Books I Don't Recommend if You're Starting Out
Keith Casey’s recent post on a book recommendations got me thinking. I get asked what books I recommend. I whole-heartedly agree with his first recommendation. The Pragmatic Programmer sits on my desk and is often in my laptop bag. I reach for it if I have five minutes and want to flip through something technical without having to load up my Google Reader.
But this post isn’t about what I recommend, it’s what I don’t. There are two books that Keith recommends that I no longer recommend off the bat to programmers. PEAA and Refactoring. Both are excellent books, but neither should be read by people starting out.
Why? The books are both excellent. I’ve read both. I own both. I do recommend them, some of the time. Both are geared toward programmers that already know how to program. Both contain a wealth of information which, in the right hands, can take the development of the reader to the next level.

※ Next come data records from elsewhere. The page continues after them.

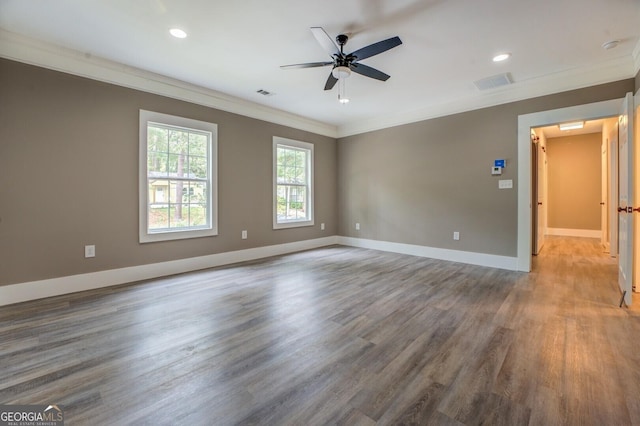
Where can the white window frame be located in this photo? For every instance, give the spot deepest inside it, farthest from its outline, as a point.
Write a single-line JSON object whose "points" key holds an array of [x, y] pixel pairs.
{"points": [[290, 143], [146, 235]]}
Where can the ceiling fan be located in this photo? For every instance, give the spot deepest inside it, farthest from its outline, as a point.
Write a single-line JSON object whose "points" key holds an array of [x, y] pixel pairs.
{"points": [[343, 63]]}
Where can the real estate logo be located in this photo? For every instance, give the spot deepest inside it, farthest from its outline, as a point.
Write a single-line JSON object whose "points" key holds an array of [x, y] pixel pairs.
{"points": [[31, 415]]}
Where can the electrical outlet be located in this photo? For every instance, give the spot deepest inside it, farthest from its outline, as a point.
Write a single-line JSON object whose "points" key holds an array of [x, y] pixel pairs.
{"points": [[505, 183], [89, 251]]}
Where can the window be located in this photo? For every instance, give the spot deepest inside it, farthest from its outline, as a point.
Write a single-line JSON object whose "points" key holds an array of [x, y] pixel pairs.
{"points": [[292, 183], [178, 158]]}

But they also contain information that can be abused tremendously. For example, Active Record in it’s abused, single-world form of ActiveRecord has caused a tremendous about of scaling issues. All because it was a Fowler endorsed method for dealing with data in a database. Developers without an understanding of its limitations started copying what Rails did and in the process mixed business logic and database logic into the same object. What happens when your data needs to be stored in a flat file or a nosql style database? Your business logic is now all tied up in your database and its painful to extract that and retrofit your application to be scalable.
Of course, since you have Refactoring you can fix that. Right? Well, sort of. Patterns and refactoring go hand in hand. Ideally, refactoring code should lead to some more understandable, reusable code; something that’s more easily explained to another developer. Patterns fill the bill. Nowhere in Refactoring or Joshua Kerievsky’s Refactoring to Patterns will you find anything about pattern hoping. To fix an improper use of ActiveRecord by moving to another pattern, however, you end up doing exactly that.
Couple that with the sweater string issue. We’ve all had a loose string on a sweater, right? You give it a tug instinctively to get rid of it, and before you know it a hem in gone and the sweater is ruined. Refactoring, in the wrong hands, causes the same thing.
Well, I need to extract this logic out. Next this piece needs to be mutable. I should inject this object so I can replace it out later if I need to. And so on, and so on, ad infinitum.
Both patterns and refactoring are powerful tools, but not in the hands of a novice. Both books should be read, but not when you’re starting out. Get your hands on Pragmatic and Passionate, spend some time looking for a mentor to help guide you down the right path. Once you get your feet under you as a programmer, then start learning about the mechanics of patterns and refactoring. Once you’re to that point, PEAA and Refactoring are great material.